CMU Researchers Unveil Diffusion-TTA: Elevating Discriminative AI Models with Generative Feedback for Unparalleled Test-Time Adaptation

Diffusion models are used for generating high-quality samples from complex data distributions. Discriminative diffusion models aim to leverage the principles of diffusion models for tasks like classification or regression, where the goal is to predict labels or outputs for a given input data. By leveraging the principles of diffusion models, discriminative diffusion models offer advantages such as better handling of uncertainty, robustness to noise, and the potential to capture complex dependencies within the data.

Generative models can identify anomalies or outliers by quantifying the deviation of a new data point from the learned data distribution. They can distinguish between normal and abnormal data instances, aiding in anomaly detection tasks. Traditionally, these generative and discriminative models are considered as competitive alternatives. Researchers at Carnegie Mellon University couple these two models during the inference stage in a way that leverages the benefits of iterative reasoning of generative inversion and the fitting ability of discriminative models.
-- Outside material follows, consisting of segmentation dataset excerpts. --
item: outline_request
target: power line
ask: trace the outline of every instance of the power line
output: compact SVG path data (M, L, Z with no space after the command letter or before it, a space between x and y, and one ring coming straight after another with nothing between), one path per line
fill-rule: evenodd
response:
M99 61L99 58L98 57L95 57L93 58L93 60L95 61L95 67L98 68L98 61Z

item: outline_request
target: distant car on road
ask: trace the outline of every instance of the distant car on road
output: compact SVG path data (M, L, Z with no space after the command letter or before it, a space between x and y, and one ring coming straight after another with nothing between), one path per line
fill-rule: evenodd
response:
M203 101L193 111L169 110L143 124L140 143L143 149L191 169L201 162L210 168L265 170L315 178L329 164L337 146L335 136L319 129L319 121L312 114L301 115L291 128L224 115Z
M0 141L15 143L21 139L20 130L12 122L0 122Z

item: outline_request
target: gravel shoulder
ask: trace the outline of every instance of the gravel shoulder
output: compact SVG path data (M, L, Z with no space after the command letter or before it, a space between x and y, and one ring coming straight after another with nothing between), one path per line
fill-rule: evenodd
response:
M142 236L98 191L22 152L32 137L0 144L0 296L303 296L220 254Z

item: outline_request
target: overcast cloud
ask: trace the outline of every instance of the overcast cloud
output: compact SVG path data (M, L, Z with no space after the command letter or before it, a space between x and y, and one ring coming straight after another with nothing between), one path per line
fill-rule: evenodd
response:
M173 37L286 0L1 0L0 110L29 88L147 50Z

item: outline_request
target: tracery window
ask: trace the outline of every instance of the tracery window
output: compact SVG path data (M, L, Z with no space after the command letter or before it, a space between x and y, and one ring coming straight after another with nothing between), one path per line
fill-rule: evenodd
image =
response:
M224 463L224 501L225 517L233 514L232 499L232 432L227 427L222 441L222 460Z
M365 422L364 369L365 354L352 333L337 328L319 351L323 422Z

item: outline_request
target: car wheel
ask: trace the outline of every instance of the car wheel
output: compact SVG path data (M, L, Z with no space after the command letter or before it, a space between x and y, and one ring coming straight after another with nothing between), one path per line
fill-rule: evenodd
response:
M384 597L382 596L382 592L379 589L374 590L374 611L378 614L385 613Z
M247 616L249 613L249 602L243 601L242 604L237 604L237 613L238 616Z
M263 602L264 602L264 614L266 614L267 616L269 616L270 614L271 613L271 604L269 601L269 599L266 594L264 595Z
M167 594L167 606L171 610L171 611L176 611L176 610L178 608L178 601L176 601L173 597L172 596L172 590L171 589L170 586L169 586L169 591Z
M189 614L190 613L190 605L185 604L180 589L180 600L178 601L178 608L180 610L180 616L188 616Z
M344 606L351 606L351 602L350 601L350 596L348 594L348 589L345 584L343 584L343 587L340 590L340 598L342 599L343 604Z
The team built a Diffusion-based Test Time Adaptation (TTA) model that adapts methods from image classifiers, segmenters, and depth predictors to individual unlabelled images by using their outputs to modulate the conditioning of an image diffusion model and maximize the image diffusions. Their model is reminiscent of an encoder-decoder architecture. A pre-trained discriminative model encodes the image into a hypothesis, such as an object category label, segmentation map, or depth map. This is used as conditioning to a pre-trained generative model to generate the image.

Diffusion-TTA effectively adapts image classifiers for in- and out-of-distribution examples across established benchmarks, including ImageNet and its variants. They fine-tune the model using the image reconstruction loss. Adaptation is carried out for each instance in the test set by backpropagating diffusion likelihood gradients to the discriminative model weights. They show that their model outperforms previous state-of-the-art TTA methods and is effective across multiple discriminative and generative diffusion model variants.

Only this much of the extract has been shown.